Durante buena parte del año, una visita permite observar distintas fases del ciclo vegetativo de la vid. En vendimia, en cambio, encontramos el resultado de todo ese proceso. Los racimos han completado su maduración y las uvas muestran ya muchas de las características que posteriormente intentaremos reconocer en la copa. Es uno de los pocos momentos en los que podemos establecer una conexión casi inmediata entre ambas cosas:
La uva que tenemos delante y el vino que algún día beberemos. Tocar un racimo, probar una baya o comparar distintas variedades ayuda a comprender conceptos que sobre el papel pueden resultar abstractos. La acidez deja de ser un término de cata cuando mordemos una uva. El dulzor deja de ser un dato analítico. La piel, las semillas, la textura de la pulpa o las diferencias entre dos variedades se vuelven evidentes cuando las tenemos directamente delante.
En Bodega Emina Ribera del Duero, por ejemplo, existe durante esta época una experiencia de Cata de Uvas & Vinos que comienza precisamente en el jardín de variedades, donde pueden observarse, tocarse y degustarse uvas nacionales e internacionales antes de continuar el recorrido por la elaboración y la cata. La actividad está limitada al periodo comprendido entre el envero y la vendimia.

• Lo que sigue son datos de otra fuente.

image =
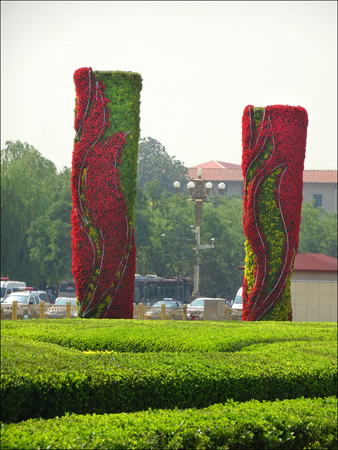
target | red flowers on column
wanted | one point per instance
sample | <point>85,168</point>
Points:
<point>274,140</point>
<point>104,254</point>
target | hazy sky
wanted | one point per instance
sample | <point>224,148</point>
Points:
<point>201,64</point>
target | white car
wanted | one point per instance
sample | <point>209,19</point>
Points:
<point>27,297</point>
<point>58,309</point>
<point>195,310</point>
<point>237,305</point>
<point>7,287</point>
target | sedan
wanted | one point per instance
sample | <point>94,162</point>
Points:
<point>173,310</point>
<point>55,312</point>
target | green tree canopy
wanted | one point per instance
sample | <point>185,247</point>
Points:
<point>35,216</point>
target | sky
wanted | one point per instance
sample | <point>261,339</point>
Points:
<point>201,64</point>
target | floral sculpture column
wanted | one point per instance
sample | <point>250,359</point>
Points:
<point>274,140</point>
<point>103,182</point>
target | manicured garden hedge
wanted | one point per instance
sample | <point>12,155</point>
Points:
<point>157,336</point>
<point>289,424</point>
<point>42,379</point>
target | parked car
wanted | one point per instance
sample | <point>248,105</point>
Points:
<point>237,305</point>
<point>56,313</point>
<point>195,310</point>
<point>171,312</point>
<point>27,297</point>
<point>7,287</point>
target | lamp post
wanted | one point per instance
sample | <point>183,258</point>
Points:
<point>199,191</point>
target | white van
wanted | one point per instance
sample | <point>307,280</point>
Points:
<point>7,287</point>
<point>238,302</point>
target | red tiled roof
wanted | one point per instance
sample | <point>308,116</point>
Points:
<point>217,165</point>
<point>315,262</point>
<point>234,173</point>
<point>312,262</point>
<point>218,174</point>
<point>320,176</point>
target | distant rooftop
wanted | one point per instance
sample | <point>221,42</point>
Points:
<point>222,171</point>
<point>315,262</point>
<point>217,165</point>
<point>312,262</point>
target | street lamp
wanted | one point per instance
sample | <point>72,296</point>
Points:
<point>199,191</point>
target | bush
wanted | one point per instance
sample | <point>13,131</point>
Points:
<point>289,424</point>
<point>41,379</point>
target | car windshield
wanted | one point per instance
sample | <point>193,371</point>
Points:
<point>63,301</point>
<point>238,299</point>
<point>168,304</point>
<point>198,302</point>
<point>43,296</point>
<point>18,298</point>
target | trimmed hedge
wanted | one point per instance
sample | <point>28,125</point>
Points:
<point>45,380</point>
<point>157,336</point>
<point>289,424</point>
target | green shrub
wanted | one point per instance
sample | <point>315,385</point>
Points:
<point>45,380</point>
<point>289,424</point>
<point>158,336</point>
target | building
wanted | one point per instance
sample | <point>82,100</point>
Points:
<point>313,288</point>
<point>318,185</point>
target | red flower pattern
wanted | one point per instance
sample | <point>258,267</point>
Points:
<point>103,244</point>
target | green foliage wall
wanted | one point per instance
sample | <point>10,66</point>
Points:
<point>123,91</point>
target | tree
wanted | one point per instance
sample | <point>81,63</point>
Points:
<point>154,163</point>
<point>318,230</point>
<point>163,246</point>
<point>27,180</point>
<point>219,272</point>
<point>49,236</point>
<point>35,217</point>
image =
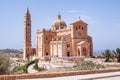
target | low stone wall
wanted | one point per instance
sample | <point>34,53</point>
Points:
<point>49,75</point>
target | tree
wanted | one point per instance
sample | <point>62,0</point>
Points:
<point>107,54</point>
<point>117,54</point>
<point>4,65</point>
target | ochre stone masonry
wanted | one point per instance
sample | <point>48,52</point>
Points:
<point>59,41</point>
<point>50,75</point>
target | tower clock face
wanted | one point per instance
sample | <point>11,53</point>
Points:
<point>79,33</point>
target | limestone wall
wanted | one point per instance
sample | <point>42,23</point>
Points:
<point>49,75</point>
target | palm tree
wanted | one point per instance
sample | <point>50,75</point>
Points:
<point>107,54</point>
<point>117,54</point>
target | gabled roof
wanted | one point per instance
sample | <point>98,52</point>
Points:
<point>79,21</point>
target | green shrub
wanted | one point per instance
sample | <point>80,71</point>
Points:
<point>87,65</point>
<point>28,64</point>
<point>36,67</point>
<point>4,65</point>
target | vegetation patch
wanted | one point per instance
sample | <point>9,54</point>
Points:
<point>4,65</point>
<point>87,65</point>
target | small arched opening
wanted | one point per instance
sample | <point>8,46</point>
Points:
<point>84,51</point>
<point>78,52</point>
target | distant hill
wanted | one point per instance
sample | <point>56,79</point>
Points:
<point>11,52</point>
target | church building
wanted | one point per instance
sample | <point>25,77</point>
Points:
<point>60,40</point>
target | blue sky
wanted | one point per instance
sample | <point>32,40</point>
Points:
<point>102,16</point>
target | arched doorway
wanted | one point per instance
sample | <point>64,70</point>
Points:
<point>78,52</point>
<point>68,54</point>
<point>46,53</point>
<point>84,51</point>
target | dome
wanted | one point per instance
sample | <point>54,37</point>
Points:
<point>58,24</point>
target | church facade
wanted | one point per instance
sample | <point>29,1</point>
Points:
<point>59,41</point>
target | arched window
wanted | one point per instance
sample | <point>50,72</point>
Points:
<point>76,27</point>
<point>82,28</point>
<point>79,26</point>
<point>84,51</point>
<point>78,52</point>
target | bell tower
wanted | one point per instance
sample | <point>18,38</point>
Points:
<point>27,34</point>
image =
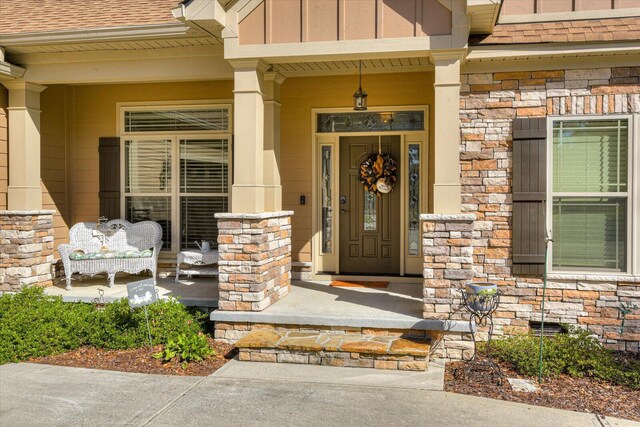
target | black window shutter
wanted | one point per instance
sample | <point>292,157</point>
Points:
<point>109,149</point>
<point>529,194</point>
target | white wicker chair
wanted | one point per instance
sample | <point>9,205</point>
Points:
<point>120,247</point>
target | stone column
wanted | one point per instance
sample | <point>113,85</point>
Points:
<point>273,189</point>
<point>248,191</point>
<point>255,259</point>
<point>446,185</point>
<point>26,249</point>
<point>24,192</point>
<point>447,246</point>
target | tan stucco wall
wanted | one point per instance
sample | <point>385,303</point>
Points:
<point>299,97</point>
<point>53,164</point>
<point>4,148</point>
<point>94,116</point>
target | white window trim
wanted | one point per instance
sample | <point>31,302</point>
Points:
<point>633,200</point>
<point>175,137</point>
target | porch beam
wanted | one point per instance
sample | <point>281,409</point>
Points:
<point>24,192</point>
<point>446,186</point>
<point>273,188</point>
<point>248,191</point>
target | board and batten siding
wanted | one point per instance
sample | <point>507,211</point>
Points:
<point>529,194</point>
<point>294,21</point>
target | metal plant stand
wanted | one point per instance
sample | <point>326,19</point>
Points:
<point>481,307</point>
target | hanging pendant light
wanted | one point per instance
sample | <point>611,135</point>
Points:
<point>360,97</point>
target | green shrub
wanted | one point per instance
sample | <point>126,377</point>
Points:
<point>576,353</point>
<point>33,324</point>
<point>187,348</point>
<point>117,327</point>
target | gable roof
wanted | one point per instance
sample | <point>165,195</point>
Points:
<point>34,16</point>
<point>592,30</point>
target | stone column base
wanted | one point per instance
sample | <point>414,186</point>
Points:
<point>26,249</point>
<point>447,246</point>
<point>255,259</point>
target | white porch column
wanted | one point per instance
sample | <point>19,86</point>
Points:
<point>446,185</point>
<point>24,192</point>
<point>248,191</point>
<point>273,189</point>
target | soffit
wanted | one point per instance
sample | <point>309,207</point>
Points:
<point>369,66</point>
<point>125,45</point>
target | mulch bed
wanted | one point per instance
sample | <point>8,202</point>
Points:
<point>564,392</point>
<point>139,360</point>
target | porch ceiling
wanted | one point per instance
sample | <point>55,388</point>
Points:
<point>125,45</point>
<point>382,65</point>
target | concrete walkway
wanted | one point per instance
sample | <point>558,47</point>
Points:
<point>41,395</point>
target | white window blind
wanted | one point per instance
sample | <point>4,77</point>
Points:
<point>590,179</point>
<point>204,166</point>
<point>196,217</point>
<point>146,208</point>
<point>204,186</point>
<point>177,180</point>
<point>148,166</point>
<point>206,119</point>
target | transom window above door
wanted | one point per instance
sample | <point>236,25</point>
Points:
<point>176,170</point>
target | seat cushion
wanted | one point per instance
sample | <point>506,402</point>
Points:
<point>81,256</point>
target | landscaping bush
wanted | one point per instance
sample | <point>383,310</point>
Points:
<point>33,324</point>
<point>187,348</point>
<point>118,327</point>
<point>576,353</point>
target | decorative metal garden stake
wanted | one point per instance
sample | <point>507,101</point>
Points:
<point>547,239</point>
<point>624,310</point>
<point>142,294</point>
<point>481,306</point>
<point>146,316</point>
<point>360,97</point>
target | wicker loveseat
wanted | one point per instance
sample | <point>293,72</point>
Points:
<point>115,246</point>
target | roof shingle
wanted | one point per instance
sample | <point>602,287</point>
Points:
<point>32,16</point>
<point>593,30</point>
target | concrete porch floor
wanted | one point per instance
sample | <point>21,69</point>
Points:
<point>197,291</point>
<point>399,306</point>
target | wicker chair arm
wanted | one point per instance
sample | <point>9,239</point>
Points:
<point>66,250</point>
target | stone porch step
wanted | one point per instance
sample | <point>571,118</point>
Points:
<point>336,349</point>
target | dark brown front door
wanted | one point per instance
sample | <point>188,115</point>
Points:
<point>369,224</point>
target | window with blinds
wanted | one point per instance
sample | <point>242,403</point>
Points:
<point>590,166</point>
<point>178,181</point>
<point>204,187</point>
<point>205,119</point>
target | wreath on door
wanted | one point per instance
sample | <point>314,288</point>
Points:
<point>378,173</point>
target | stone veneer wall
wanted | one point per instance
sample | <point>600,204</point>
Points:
<point>448,261</point>
<point>255,259</point>
<point>26,249</point>
<point>489,103</point>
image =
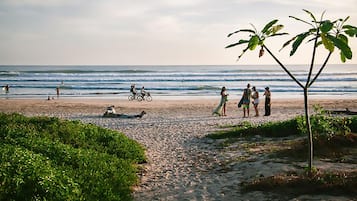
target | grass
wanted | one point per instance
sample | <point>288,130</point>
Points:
<point>334,140</point>
<point>45,158</point>
<point>332,183</point>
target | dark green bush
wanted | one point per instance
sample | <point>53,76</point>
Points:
<point>51,159</point>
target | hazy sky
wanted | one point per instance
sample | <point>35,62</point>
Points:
<point>149,32</point>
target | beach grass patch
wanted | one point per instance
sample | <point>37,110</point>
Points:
<point>318,182</point>
<point>46,158</point>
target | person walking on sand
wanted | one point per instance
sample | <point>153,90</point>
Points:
<point>267,95</point>
<point>221,108</point>
<point>246,101</point>
<point>133,90</point>
<point>6,88</point>
<point>57,91</point>
<point>255,96</point>
<point>143,92</point>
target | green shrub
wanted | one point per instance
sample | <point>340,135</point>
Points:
<point>325,125</point>
<point>46,158</point>
<point>270,129</point>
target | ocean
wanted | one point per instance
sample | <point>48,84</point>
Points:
<point>198,81</point>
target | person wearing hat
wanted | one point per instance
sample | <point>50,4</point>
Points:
<point>267,95</point>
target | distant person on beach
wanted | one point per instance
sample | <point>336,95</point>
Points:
<point>221,108</point>
<point>143,92</point>
<point>267,95</point>
<point>6,88</point>
<point>133,90</point>
<point>246,100</point>
<point>57,91</point>
<point>255,96</point>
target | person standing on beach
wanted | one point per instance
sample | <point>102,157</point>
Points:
<point>255,96</point>
<point>57,91</point>
<point>6,88</point>
<point>246,100</point>
<point>267,95</point>
<point>221,108</point>
<point>143,92</point>
<point>133,90</point>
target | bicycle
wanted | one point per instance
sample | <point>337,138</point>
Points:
<point>146,97</point>
<point>133,97</point>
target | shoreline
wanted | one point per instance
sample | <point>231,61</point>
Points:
<point>182,163</point>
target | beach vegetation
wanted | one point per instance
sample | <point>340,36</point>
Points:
<point>308,182</point>
<point>46,158</point>
<point>334,142</point>
<point>330,34</point>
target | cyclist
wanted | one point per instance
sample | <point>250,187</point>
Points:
<point>133,90</point>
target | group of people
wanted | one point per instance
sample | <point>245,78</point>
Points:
<point>134,92</point>
<point>248,96</point>
<point>6,88</point>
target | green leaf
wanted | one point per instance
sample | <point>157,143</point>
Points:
<point>277,28</point>
<point>287,43</point>
<point>279,34</point>
<point>239,43</point>
<point>241,30</point>
<point>247,48</point>
<point>350,30</point>
<point>312,16</point>
<point>298,19</point>
<point>343,38</point>
<point>253,42</point>
<point>326,26</point>
<point>267,26</point>
<point>298,42</point>
<point>343,57</point>
<point>327,42</point>
<point>342,45</point>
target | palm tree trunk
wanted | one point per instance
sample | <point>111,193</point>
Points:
<point>309,131</point>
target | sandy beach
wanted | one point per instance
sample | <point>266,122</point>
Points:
<point>183,164</point>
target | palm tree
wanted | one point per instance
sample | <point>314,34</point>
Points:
<point>329,34</point>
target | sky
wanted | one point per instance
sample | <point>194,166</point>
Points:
<point>155,32</point>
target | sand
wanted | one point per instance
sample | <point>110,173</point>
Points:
<point>182,163</point>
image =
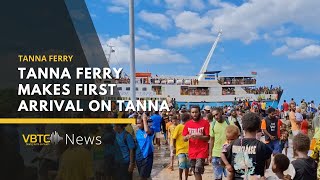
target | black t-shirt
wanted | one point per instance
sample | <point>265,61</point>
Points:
<point>248,157</point>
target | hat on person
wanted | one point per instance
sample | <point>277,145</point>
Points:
<point>207,108</point>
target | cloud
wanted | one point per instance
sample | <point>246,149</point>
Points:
<point>185,4</point>
<point>281,51</point>
<point>116,9</point>
<point>156,2</point>
<point>197,4</point>
<point>298,48</point>
<point>297,42</point>
<point>247,21</point>
<point>156,19</point>
<point>188,20</point>
<point>189,39</point>
<point>144,56</point>
<point>144,33</point>
<point>310,51</point>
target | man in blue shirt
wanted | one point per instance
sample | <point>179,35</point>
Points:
<point>156,125</point>
<point>124,154</point>
<point>144,151</point>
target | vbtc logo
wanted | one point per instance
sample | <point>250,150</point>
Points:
<point>41,139</point>
<point>36,139</point>
<point>55,138</point>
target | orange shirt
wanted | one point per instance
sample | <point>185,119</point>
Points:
<point>292,118</point>
<point>168,124</point>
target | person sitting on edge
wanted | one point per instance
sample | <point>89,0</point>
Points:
<point>196,131</point>
<point>249,156</point>
<point>305,166</point>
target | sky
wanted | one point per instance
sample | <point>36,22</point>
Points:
<point>278,39</point>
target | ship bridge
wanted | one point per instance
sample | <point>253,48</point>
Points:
<point>237,80</point>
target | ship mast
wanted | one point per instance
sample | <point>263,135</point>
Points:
<point>206,63</point>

Probar una uva cambia la manera de beber una copa
Pensemos en una copa de vino blanco. Podemos hablar de fruta, acidez, aromas varietales o textura. Pero después de haber probado la uva de la que procede, muchas de esas palabras adquieren otro significado. Durante una experiencia de vendimia podemos descubrir que dos variedades que parecen similares a simple vista tienen sabores, pieles y niveles de acidez completamente diferentes.
En Emina Rueda, el Jardín de Variedades permite comparar directamente la Verdejo con uvas como Sauvignon Blanc o Albariño. La experiencia especial Emina: La Reina de la Vendimia se ha diseñado precisamente alrededor de ese momento del año, con un recorrido por el viñedo y una aproximación a la Verdejo desde la propia planta.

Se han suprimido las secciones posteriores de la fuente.